Wg. Stefana Ramułta, w 1890 roku na Pomorzu mieszkało ok. 175,000 Kaszubów, w USA ok. 90,000, w Kanadzie ok. 25,000:

http://kaszebsko.com/uploads/historia/Hist...B3w%20(19)I.pdf

Kolega wspomniał o "paru tysiącach" Kaszubów w Kanadzie i pominął milczeniem dużo większą diasporę kaszubską w USA. Zakładam, że oznacza to, iż w USA w ogóle nie ma takich Kaszubów, którzy nie uważają się za Polaków, a w Kanadzie za Nie-Polaków uważa się kilka procent spośród wszystkich Kanadyjczyków kaszubskiego pochodzenia. Kolega wspomniał też Diasporę Pomorzan uważających się za Niemców.

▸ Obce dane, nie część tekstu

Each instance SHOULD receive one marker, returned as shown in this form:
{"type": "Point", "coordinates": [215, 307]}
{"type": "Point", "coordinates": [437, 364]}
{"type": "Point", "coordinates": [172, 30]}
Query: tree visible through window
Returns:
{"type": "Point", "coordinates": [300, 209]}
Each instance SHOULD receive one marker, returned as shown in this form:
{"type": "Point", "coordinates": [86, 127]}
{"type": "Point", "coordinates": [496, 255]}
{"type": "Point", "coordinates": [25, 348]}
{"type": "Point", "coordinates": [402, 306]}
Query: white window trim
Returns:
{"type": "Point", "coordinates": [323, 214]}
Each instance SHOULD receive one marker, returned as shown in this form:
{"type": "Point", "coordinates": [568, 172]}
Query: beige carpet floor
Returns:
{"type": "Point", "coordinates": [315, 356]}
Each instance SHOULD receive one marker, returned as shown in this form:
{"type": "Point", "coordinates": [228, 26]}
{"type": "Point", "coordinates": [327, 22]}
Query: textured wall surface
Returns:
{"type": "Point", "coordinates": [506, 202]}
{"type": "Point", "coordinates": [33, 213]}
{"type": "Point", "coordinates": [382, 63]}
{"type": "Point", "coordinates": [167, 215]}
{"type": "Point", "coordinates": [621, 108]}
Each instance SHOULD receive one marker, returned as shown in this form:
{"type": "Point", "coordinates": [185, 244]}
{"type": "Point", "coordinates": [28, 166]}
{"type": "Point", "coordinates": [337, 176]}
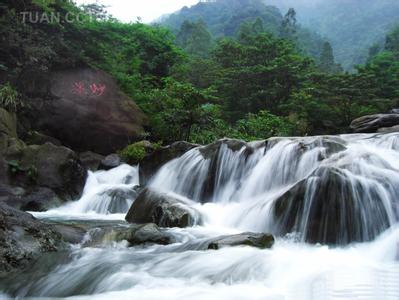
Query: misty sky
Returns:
{"type": "Point", "coordinates": [148, 10]}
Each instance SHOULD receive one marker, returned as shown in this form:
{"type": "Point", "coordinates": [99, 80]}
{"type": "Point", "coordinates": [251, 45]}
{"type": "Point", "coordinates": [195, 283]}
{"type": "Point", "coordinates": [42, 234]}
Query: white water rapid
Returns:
{"type": "Point", "coordinates": [332, 203]}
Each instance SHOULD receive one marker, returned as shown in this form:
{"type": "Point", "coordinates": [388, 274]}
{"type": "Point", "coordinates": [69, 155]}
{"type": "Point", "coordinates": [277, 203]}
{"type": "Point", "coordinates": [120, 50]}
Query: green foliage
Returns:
{"type": "Point", "coordinates": [9, 97]}
{"type": "Point", "coordinates": [262, 126]}
{"type": "Point", "coordinates": [134, 153]}
{"type": "Point", "coordinates": [194, 38]}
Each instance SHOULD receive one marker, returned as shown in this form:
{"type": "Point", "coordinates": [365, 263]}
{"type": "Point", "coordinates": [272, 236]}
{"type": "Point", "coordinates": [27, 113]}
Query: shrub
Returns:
{"type": "Point", "coordinates": [9, 97]}
{"type": "Point", "coordinates": [135, 153]}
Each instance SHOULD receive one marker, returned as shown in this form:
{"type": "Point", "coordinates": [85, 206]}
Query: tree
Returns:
{"type": "Point", "coordinates": [194, 38]}
{"type": "Point", "coordinates": [288, 25]}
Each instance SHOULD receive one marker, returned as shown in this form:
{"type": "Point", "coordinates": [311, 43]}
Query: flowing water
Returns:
{"type": "Point", "coordinates": [340, 190]}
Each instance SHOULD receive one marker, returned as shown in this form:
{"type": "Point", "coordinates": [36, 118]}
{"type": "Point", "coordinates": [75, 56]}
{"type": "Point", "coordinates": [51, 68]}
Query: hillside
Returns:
{"type": "Point", "coordinates": [351, 26]}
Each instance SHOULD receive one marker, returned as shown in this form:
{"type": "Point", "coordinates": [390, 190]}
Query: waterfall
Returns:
{"type": "Point", "coordinates": [338, 190]}
{"type": "Point", "coordinates": [326, 189]}
{"type": "Point", "coordinates": [105, 192]}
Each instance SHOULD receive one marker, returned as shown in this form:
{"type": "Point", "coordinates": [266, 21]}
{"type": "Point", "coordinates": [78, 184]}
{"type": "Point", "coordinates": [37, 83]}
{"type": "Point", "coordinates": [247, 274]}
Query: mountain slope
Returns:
{"type": "Point", "coordinates": [352, 26]}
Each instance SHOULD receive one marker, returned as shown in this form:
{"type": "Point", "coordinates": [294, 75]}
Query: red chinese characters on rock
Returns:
{"type": "Point", "coordinates": [95, 89]}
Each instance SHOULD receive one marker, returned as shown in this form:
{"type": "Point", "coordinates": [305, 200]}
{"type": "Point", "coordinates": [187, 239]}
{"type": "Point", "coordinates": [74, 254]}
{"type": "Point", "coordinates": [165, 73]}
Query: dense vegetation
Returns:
{"type": "Point", "coordinates": [351, 26]}
{"type": "Point", "coordinates": [230, 18]}
{"type": "Point", "coordinates": [254, 84]}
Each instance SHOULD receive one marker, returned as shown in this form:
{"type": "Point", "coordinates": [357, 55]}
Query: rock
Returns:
{"type": "Point", "coordinates": [389, 129]}
{"type": "Point", "coordinates": [23, 239]}
{"type": "Point", "coordinates": [70, 233]}
{"type": "Point", "coordinates": [37, 138]}
{"type": "Point", "coordinates": [259, 240]}
{"type": "Point", "coordinates": [91, 160]}
{"type": "Point", "coordinates": [150, 165]}
{"type": "Point", "coordinates": [8, 123]}
{"type": "Point", "coordinates": [54, 167]}
{"type": "Point", "coordinates": [162, 209]}
{"type": "Point", "coordinates": [144, 234]}
{"type": "Point", "coordinates": [111, 161]}
{"type": "Point", "coordinates": [87, 112]}
{"type": "Point", "coordinates": [331, 208]}
{"type": "Point", "coordinates": [8, 129]}
{"type": "Point", "coordinates": [37, 199]}
{"type": "Point", "coordinates": [371, 123]}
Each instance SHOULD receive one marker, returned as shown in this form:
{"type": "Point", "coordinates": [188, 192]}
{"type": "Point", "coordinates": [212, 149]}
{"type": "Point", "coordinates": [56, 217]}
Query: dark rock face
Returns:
{"type": "Point", "coordinates": [23, 239]}
{"type": "Point", "coordinates": [91, 160]}
{"type": "Point", "coordinates": [389, 129]}
{"type": "Point", "coordinates": [38, 138]}
{"type": "Point", "coordinates": [57, 168]}
{"type": "Point", "coordinates": [109, 162]}
{"type": "Point", "coordinates": [145, 234]}
{"type": "Point", "coordinates": [8, 129]}
{"type": "Point", "coordinates": [161, 209]}
{"type": "Point", "coordinates": [154, 161]}
{"type": "Point", "coordinates": [36, 199]}
{"type": "Point", "coordinates": [371, 123]}
{"type": "Point", "coordinates": [330, 208]}
{"type": "Point", "coordinates": [87, 112]}
{"type": "Point", "coordinates": [259, 240]}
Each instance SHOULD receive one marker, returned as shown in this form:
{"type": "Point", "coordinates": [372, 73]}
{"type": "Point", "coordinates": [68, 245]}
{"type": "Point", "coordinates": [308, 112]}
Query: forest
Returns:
{"type": "Point", "coordinates": [248, 79]}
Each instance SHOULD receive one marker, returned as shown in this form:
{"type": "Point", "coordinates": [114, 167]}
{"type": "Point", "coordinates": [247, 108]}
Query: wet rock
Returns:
{"type": "Point", "coordinates": [371, 123]}
{"type": "Point", "coordinates": [162, 209]}
{"type": "Point", "coordinates": [38, 138]}
{"type": "Point", "coordinates": [331, 208]}
{"type": "Point", "coordinates": [258, 240]}
{"type": "Point", "coordinates": [87, 111]}
{"type": "Point", "coordinates": [145, 234]}
{"type": "Point", "coordinates": [23, 239]}
{"type": "Point", "coordinates": [8, 129]}
{"type": "Point", "coordinates": [150, 165]}
{"type": "Point", "coordinates": [54, 167]}
{"type": "Point", "coordinates": [109, 162]}
{"type": "Point", "coordinates": [91, 160]}
{"type": "Point", "coordinates": [389, 129]}
{"type": "Point", "coordinates": [36, 199]}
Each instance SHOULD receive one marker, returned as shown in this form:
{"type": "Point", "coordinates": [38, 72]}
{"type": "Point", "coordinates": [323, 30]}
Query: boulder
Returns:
{"type": "Point", "coordinates": [162, 209]}
{"type": "Point", "coordinates": [134, 234]}
{"type": "Point", "coordinates": [36, 199]}
{"type": "Point", "coordinates": [8, 129]}
{"type": "Point", "coordinates": [331, 207]}
{"type": "Point", "coordinates": [91, 160]}
{"type": "Point", "coordinates": [389, 129]}
{"type": "Point", "coordinates": [152, 162]}
{"type": "Point", "coordinates": [145, 234]}
{"type": "Point", "coordinates": [37, 138]}
{"type": "Point", "coordinates": [54, 167]}
{"type": "Point", "coordinates": [23, 239]}
{"type": "Point", "coordinates": [258, 240]}
{"type": "Point", "coordinates": [87, 112]}
{"type": "Point", "coordinates": [109, 162]}
{"type": "Point", "coordinates": [371, 123]}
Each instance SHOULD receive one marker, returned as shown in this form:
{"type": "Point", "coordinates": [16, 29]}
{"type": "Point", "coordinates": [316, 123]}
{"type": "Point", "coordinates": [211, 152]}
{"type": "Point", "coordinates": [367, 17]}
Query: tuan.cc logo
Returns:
{"type": "Point", "coordinates": [93, 89]}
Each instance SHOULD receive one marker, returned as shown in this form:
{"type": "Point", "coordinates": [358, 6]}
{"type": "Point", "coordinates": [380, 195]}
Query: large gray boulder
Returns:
{"type": "Point", "coordinates": [371, 123]}
{"type": "Point", "coordinates": [86, 111]}
{"type": "Point", "coordinates": [258, 240]}
{"type": "Point", "coordinates": [23, 239]}
{"type": "Point", "coordinates": [162, 209]}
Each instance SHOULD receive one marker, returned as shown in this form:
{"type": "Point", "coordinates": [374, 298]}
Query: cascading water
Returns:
{"type": "Point", "coordinates": [105, 192]}
{"type": "Point", "coordinates": [340, 190]}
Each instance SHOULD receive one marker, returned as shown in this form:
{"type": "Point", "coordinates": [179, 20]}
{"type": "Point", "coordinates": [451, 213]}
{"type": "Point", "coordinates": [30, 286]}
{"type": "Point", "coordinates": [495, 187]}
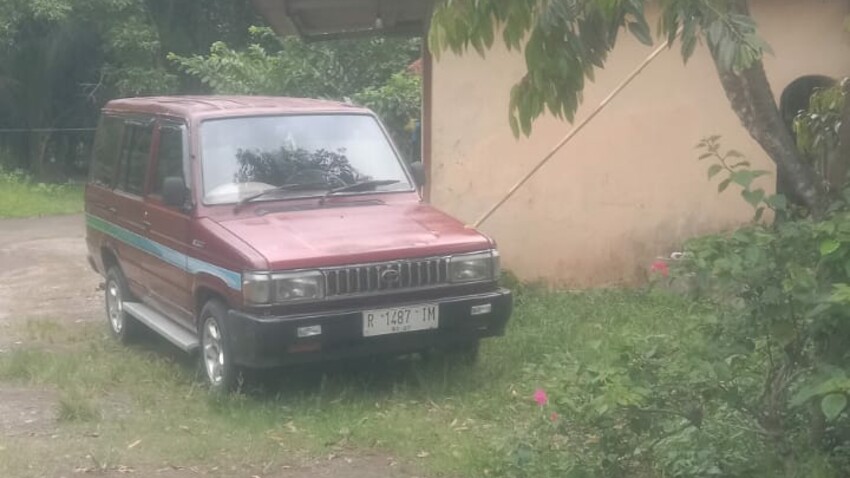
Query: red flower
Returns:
{"type": "Point", "coordinates": [660, 267]}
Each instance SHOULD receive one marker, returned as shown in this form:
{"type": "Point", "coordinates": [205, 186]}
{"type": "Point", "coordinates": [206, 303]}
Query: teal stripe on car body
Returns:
{"type": "Point", "coordinates": [175, 258]}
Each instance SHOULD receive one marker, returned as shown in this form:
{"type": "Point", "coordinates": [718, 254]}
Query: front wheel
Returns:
{"type": "Point", "coordinates": [121, 324]}
{"type": "Point", "coordinates": [222, 375]}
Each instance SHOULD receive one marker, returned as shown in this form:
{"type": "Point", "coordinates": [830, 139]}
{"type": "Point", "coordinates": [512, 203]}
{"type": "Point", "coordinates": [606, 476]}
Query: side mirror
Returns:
{"type": "Point", "coordinates": [418, 171]}
{"type": "Point", "coordinates": [174, 192]}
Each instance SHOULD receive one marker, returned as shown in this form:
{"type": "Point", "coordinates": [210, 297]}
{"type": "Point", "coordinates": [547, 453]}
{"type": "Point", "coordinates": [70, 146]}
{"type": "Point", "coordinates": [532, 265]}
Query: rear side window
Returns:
{"type": "Point", "coordinates": [135, 153]}
{"type": "Point", "coordinates": [106, 150]}
{"type": "Point", "coordinates": [169, 157]}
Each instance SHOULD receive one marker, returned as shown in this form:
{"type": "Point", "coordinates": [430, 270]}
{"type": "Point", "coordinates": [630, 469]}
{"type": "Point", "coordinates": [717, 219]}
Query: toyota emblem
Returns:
{"type": "Point", "coordinates": [390, 276]}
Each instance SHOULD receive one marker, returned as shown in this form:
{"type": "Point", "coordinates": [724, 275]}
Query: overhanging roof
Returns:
{"type": "Point", "coordinates": [325, 19]}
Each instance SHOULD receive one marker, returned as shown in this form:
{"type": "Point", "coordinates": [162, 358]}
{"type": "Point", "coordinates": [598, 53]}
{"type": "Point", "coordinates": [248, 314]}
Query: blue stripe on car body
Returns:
{"type": "Point", "coordinates": [175, 258]}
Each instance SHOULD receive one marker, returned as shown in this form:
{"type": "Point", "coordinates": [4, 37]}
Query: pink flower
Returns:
{"type": "Point", "coordinates": [660, 267]}
{"type": "Point", "coordinates": [540, 397]}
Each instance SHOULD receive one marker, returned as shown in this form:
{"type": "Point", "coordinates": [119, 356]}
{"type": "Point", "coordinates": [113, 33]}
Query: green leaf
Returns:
{"type": "Point", "coordinates": [714, 170]}
{"type": "Point", "coordinates": [754, 198]}
{"type": "Point", "coordinates": [829, 246]}
{"type": "Point", "coordinates": [833, 404]}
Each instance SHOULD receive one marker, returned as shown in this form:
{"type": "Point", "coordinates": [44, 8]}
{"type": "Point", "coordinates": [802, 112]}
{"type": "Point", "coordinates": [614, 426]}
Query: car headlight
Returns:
{"type": "Point", "coordinates": [476, 267]}
{"type": "Point", "coordinates": [264, 289]}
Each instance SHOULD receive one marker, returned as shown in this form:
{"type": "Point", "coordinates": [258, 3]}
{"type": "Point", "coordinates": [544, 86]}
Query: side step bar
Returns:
{"type": "Point", "coordinates": [174, 333]}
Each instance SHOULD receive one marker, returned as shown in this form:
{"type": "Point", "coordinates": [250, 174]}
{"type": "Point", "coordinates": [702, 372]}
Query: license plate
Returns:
{"type": "Point", "coordinates": [400, 319]}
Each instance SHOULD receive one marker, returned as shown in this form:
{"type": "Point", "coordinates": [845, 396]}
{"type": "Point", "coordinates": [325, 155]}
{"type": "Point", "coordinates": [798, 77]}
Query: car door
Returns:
{"type": "Point", "coordinates": [168, 226]}
{"type": "Point", "coordinates": [100, 209]}
{"type": "Point", "coordinates": [128, 221]}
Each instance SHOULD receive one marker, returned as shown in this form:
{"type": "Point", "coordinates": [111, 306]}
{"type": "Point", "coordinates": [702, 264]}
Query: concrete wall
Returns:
{"type": "Point", "coordinates": [629, 188]}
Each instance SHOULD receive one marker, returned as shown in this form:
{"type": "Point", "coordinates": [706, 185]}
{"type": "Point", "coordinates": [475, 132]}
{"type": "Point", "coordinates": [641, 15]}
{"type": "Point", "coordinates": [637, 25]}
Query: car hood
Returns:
{"type": "Point", "coordinates": [334, 236]}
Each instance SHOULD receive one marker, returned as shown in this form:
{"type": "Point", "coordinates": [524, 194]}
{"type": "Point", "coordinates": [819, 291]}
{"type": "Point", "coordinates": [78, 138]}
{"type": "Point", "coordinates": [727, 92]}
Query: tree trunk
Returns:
{"type": "Point", "coordinates": [752, 100]}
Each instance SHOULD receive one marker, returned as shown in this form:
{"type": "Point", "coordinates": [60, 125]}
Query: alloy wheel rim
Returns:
{"type": "Point", "coordinates": [115, 307]}
{"type": "Point", "coordinates": [213, 352]}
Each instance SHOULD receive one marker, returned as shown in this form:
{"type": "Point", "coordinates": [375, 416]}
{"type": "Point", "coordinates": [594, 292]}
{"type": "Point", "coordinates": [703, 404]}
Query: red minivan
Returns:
{"type": "Point", "coordinates": [270, 231]}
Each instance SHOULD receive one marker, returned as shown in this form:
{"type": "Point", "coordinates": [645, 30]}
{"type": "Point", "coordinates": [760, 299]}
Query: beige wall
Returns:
{"type": "Point", "coordinates": [628, 189]}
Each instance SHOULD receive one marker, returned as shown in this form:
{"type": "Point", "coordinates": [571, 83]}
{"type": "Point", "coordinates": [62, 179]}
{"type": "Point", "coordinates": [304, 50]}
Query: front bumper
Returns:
{"type": "Point", "coordinates": [262, 342]}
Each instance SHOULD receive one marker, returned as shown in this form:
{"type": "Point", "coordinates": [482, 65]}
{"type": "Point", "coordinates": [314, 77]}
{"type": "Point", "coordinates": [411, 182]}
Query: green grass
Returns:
{"type": "Point", "coordinates": [22, 197]}
{"type": "Point", "coordinates": [446, 419]}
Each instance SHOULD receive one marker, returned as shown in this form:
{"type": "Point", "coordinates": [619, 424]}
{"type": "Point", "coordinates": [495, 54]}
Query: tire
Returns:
{"type": "Point", "coordinates": [221, 374]}
{"type": "Point", "coordinates": [122, 325]}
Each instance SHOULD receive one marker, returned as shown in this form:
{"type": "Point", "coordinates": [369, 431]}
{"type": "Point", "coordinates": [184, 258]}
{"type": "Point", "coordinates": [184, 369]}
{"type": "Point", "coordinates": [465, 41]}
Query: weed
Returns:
{"type": "Point", "coordinates": [21, 196]}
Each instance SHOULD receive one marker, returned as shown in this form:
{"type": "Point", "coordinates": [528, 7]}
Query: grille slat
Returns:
{"type": "Point", "coordinates": [391, 276]}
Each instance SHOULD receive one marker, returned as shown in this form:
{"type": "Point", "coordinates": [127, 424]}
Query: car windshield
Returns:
{"type": "Point", "coordinates": [296, 155]}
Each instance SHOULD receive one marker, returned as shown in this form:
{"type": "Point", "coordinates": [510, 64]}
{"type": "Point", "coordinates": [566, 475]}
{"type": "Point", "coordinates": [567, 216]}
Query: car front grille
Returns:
{"type": "Point", "coordinates": [386, 277]}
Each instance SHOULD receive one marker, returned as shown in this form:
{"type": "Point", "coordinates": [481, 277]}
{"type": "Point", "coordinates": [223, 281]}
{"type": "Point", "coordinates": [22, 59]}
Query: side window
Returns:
{"type": "Point", "coordinates": [106, 151]}
{"type": "Point", "coordinates": [169, 157]}
{"type": "Point", "coordinates": [135, 153]}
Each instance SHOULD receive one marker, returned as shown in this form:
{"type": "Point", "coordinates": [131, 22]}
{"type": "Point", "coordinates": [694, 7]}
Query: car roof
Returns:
{"type": "Point", "coordinates": [200, 107]}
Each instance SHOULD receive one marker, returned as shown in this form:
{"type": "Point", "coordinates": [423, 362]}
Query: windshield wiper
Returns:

Jak sądzę, oni za Niemców uważali się już w momencie emigracji za ocean:

Kolega napisał:

"jak pokazują to badania Kazimierza Ickiewicza, czy Krzysztofa Gradowskiego przeważająca część potomków pomorskiego wychodźstwa z XIX wieku za ocean dziś już w żaden sposób nie utożsamia się z tym odległym dziedzictwem, a jak już ktoś do tego sięga, to nierzadko uważa się raczej za potomka Niemców (bo obywateli Prus), niż Słowian."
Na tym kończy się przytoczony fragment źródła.